The Pentagon has cancelled the expensive and increasingly irrelevant Comanche program. At 15 years overdue and many millions over budget, the only thing the Comanche ever did well was prove that pigs can fly. With any luck, this is just the first domino in a chain of many in the Pentagon budget. The Pentagon insists each of its weapons projects is essential to national security, but the failure of the Comanche has undercut their credibility, and the next domino seems within reach.

The Department of Defense will try to suture its wounds by denying that the Comanche’s problems are systemic. They will claim that it is unusual for a weapons program to take far longer than originally planned and be millions over budget. But those criticisms describe pretty nearly every major weapons program that the Pentagon manages. Instead of stemming the hemorrhaging, the Pentagon should be putting itself through an old-fashioned blood letting to exorcise its most bloated and directionless budget items. A major review of some of the military’s biggest programs is long overdue.

Some programs, like the Comanche, are simply floundering after years of poor management. The Land Warrior program, which envisions soldiers with superior body armor, communications, and sensors has fallen so far behind its original schedule that it is now slated to roll out only a few years before the Objective Force Warrior program, which essentially replaces it. The Osprey V-22 program has also become increasingly expensive while failing to perform: two have crashed since testing began, one with fatal results for its 7 occupants. The loss of American service men and women should have been the death knell for this project, but it continues to receive billions in funding.
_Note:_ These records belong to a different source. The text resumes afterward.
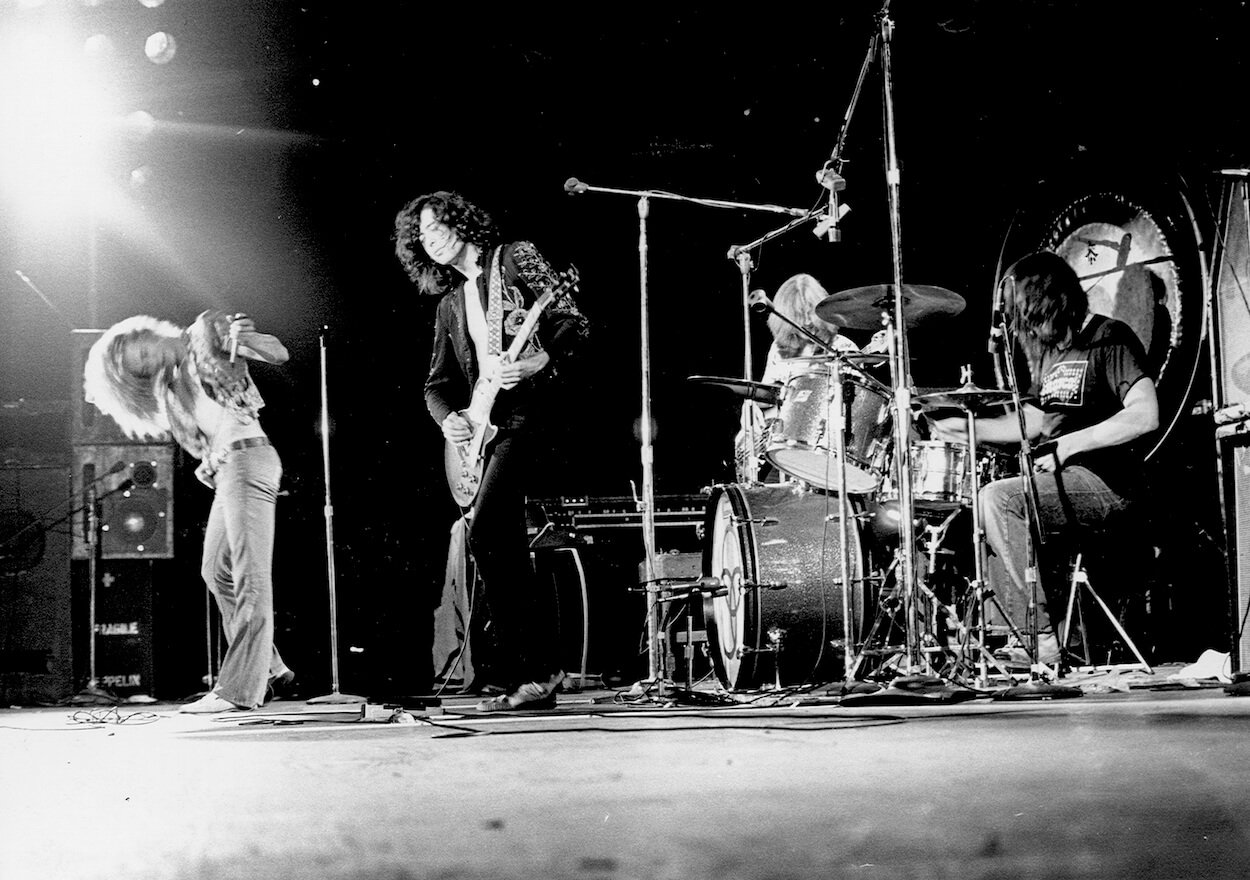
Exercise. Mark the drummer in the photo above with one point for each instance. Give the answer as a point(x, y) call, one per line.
point(796, 300)
point(1095, 399)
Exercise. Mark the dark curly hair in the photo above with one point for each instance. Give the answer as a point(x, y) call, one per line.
point(1045, 303)
point(471, 223)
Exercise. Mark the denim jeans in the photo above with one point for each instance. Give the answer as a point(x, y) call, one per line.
point(523, 614)
point(1073, 503)
point(238, 569)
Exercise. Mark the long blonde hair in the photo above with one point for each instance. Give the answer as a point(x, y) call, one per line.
point(135, 403)
point(796, 299)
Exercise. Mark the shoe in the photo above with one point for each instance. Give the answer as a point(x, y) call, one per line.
point(278, 685)
point(208, 704)
point(530, 695)
point(1014, 654)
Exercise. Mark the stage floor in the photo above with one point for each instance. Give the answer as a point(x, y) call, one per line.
point(1140, 776)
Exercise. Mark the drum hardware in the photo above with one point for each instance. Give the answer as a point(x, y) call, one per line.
point(968, 398)
point(760, 393)
point(646, 453)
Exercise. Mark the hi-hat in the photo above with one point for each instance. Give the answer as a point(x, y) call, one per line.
point(761, 393)
point(964, 395)
point(854, 358)
point(860, 308)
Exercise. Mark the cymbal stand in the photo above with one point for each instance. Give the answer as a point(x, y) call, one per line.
point(980, 593)
point(646, 501)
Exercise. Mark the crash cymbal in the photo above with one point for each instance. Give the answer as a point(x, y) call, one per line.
point(964, 395)
point(761, 393)
point(860, 308)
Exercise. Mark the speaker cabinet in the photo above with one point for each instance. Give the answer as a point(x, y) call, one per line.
point(35, 645)
point(1230, 354)
point(1236, 498)
point(136, 501)
point(1231, 315)
point(89, 425)
point(123, 624)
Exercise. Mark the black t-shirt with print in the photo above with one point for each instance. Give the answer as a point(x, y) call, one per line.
point(1086, 384)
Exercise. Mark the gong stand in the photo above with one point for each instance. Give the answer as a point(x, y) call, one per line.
point(646, 501)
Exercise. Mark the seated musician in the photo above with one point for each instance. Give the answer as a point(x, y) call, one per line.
point(795, 299)
point(1094, 399)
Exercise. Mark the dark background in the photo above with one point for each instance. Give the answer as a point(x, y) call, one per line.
point(275, 195)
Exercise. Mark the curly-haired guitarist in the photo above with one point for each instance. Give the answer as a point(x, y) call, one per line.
point(505, 326)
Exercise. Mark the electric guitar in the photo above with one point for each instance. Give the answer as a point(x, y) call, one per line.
point(464, 461)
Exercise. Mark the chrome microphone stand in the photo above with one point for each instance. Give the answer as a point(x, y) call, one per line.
point(896, 334)
point(646, 501)
point(334, 695)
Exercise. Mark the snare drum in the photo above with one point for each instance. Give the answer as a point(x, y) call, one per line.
point(756, 538)
point(801, 441)
point(940, 476)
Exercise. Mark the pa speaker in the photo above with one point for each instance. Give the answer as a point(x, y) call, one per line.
point(135, 489)
point(36, 663)
point(123, 624)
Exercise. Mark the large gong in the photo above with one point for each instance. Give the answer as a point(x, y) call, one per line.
point(1136, 248)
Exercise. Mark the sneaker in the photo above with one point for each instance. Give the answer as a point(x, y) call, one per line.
point(530, 695)
point(278, 685)
point(208, 704)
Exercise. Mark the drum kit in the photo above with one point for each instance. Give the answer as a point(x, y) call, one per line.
point(781, 615)
point(786, 565)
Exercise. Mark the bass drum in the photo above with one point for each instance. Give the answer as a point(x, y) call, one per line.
point(763, 536)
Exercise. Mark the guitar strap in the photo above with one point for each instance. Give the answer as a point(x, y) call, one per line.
point(495, 304)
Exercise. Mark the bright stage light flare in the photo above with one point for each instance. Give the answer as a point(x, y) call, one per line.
point(55, 121)
point(160, 48)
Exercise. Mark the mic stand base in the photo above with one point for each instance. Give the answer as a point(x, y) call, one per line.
point(334, 698)
point(1038, 689)
point(94, 695)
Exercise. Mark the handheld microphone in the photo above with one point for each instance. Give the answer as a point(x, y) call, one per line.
point(759, 300)
point(996, 316)
point(89, 480)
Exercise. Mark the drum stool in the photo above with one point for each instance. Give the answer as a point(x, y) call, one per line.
point(1098, 549)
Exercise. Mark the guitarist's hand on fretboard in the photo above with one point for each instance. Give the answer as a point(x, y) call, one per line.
point(511, 373)
point(456, 428)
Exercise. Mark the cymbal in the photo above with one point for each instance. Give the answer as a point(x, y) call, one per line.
point(856, 358)
point(964, 395)
point(761, 393)
point(860, 308)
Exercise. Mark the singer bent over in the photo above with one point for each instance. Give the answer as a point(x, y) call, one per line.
point(449, 246)
point(158, 380)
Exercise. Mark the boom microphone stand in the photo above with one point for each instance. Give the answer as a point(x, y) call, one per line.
point(646, 503)
point(334, 695)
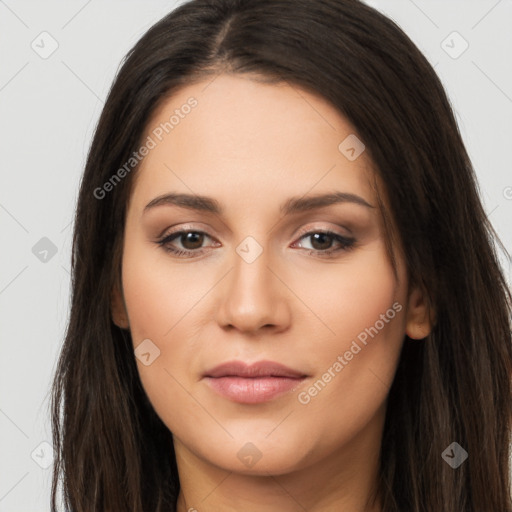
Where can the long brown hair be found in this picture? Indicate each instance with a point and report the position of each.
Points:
(112, 450)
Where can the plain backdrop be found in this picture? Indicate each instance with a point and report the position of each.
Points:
(58, 60)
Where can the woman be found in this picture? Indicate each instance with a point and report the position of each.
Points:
(285, 290)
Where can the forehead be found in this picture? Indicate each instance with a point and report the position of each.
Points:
(233, 136)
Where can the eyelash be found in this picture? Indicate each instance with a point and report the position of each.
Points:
(347, 244)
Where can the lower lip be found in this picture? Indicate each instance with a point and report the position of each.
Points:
(252, 390)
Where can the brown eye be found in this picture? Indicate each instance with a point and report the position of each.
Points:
(191, 240)
(321, 241)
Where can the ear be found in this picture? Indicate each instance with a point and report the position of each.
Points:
(419, 320)
(118, 308)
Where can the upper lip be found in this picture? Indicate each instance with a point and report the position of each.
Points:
(258, 369)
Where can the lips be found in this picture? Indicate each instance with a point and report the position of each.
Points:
(252, 384)
(259, 369)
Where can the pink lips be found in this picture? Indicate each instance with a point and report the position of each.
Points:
(252, 384)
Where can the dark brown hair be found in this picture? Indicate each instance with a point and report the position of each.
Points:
(112, 451)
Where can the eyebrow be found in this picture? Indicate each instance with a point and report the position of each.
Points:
(290, 206)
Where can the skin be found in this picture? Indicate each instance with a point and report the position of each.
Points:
(252, 146)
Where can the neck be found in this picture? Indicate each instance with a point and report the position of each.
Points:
(341, 481)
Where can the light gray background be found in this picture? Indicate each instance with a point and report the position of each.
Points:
(48, 110)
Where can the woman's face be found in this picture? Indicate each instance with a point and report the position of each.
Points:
(255, 280)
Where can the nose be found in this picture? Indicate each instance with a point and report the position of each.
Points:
(253, 295)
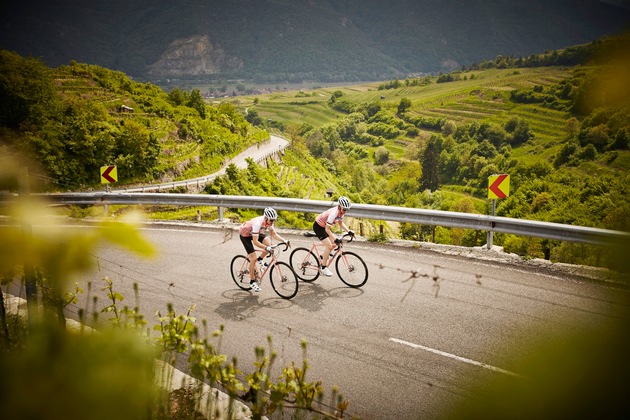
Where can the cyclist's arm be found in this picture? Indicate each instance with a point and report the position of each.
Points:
(256, 242)
(275, 235)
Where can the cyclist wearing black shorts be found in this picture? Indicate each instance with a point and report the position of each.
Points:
(253, 236)
(322, 225)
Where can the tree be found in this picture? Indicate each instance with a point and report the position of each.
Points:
(196, 101)
(404, 105)
(381, 155)
(430, 161)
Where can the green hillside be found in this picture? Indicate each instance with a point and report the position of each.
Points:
(561, 133)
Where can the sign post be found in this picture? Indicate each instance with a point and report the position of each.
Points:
(498, 187)
(109, 174)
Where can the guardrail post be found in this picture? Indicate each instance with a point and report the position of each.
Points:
(490, 234)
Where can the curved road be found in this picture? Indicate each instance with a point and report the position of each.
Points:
(405, 346)
(256, 152)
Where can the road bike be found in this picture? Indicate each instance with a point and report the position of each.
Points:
(281, 276)
(350, 268)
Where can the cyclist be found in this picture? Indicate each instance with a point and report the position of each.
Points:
(252, 235)
(323, 224)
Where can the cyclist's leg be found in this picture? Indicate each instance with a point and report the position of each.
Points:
(322, 235)
(251, 254)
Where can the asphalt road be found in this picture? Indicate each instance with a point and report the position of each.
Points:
(423, 334)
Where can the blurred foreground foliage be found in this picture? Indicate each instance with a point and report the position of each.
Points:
(48, 371)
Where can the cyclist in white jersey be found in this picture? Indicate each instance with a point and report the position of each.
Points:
(322, 227)
(252, 234)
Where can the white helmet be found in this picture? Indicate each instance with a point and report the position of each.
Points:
(344, 202)
(270, 213)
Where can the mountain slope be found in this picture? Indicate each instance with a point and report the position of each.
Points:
(279, 40)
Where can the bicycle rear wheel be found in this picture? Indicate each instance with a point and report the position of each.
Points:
(351, 269)
(283, 280)
(239, 268)
(305, 264)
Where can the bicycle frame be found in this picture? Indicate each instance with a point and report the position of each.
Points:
(281, 276)
(350, 267)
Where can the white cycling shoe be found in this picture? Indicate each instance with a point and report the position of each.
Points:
(326, 272)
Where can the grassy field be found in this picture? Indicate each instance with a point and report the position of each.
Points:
(481, 97)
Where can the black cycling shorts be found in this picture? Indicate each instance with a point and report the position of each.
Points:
(319, 231)
(248, 242)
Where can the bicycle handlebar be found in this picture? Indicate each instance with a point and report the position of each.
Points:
(286, 245)
(342, 237)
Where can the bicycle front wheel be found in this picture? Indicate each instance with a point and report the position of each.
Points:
(283, 280)
(305, 264)
(239, 268)
(351, 269)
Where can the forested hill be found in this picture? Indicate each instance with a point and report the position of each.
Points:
(282, 40)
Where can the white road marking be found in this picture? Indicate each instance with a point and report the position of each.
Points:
(453, 356)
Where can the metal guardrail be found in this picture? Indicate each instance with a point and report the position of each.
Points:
(366, 211)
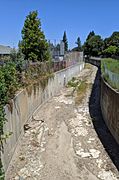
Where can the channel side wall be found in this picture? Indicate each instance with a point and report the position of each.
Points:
(26, 103)
(110, 108)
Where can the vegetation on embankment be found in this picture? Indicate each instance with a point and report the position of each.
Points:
(110, 72)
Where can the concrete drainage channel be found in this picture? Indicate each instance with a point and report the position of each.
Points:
(63, 144)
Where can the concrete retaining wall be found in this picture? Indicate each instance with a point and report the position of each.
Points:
(110, 108)
(26, 102)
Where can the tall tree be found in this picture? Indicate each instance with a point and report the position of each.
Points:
(34, 45)
(65, 42)
(93, 45)
(78, 42)
(92, 33)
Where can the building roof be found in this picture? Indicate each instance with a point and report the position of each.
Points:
(5, 50)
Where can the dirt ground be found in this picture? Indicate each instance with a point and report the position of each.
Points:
(64, 140)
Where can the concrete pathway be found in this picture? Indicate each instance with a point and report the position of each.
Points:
(62, 143)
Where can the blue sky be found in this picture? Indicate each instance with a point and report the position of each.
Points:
(77, 17)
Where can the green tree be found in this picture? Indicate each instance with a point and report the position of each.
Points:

The Comanche also serves as an example of how some programs suffer from serious conceptual problems. The Cold War served as a template for many of the military’s projects that date back to the 1980’s. In the Comanche’s case, an attempt to give it stealth capabilities is now worthless. Since the beginning of the War in Iraq, nine American helicopters have crashed or been shot down, killing 32 soldiers. The preponderance of shoulder-launched missiles has made helicopters tempting and all too easy targets. The Comanche was designed to have a low radar profile, making it difficult to track, but this advantage is no help against today’s point and shoot insurgents and terrorists. Beyond the Comanche’s cost and deadline troubles, its more fundamental flaw was that it was a weapon designed for a different war. Like bringing a knife to a gun fight, the Comanche simply didn’t fit in with modern warfare.

The Cold War mentality was also behind development of the Crusader, the massive artillery tank that was cancelled last year, and the F/A-22 Raptor, a fighter plane designed to threaten targets deep within the USSR while operating from bases in Western Europe. With the collapse of the Soviet Union, America’s air superiority is under no threat. Updates and further procurement of the cheap and effective workhorses of the Air Force, the F-15 and F-16, could guarantee us control of the skies for some time to come. Furthermore, the Joint Strike Fighter being developed in conjunction with long-term US allies promises to deliver significant performance improvements at a cost far below that of the F/A-22 Raptor.

Many of these programs are political third rails because of the jobs provided by the multitude of military contractors and subcontractors who are charged with building them. This economic carrot makes it impossible to cut them without enraging the delegations of multiple states. As with any piece of legislation, the Pentagon’s budget should be judged on the merits of the projects it funds and not the number of jobs it generates. These projects are inefficient, overdue, over cost, and are increasingly unnecessary. Cutting the Comanche is only the first step towards bringing fiscal sanity to our armed forces.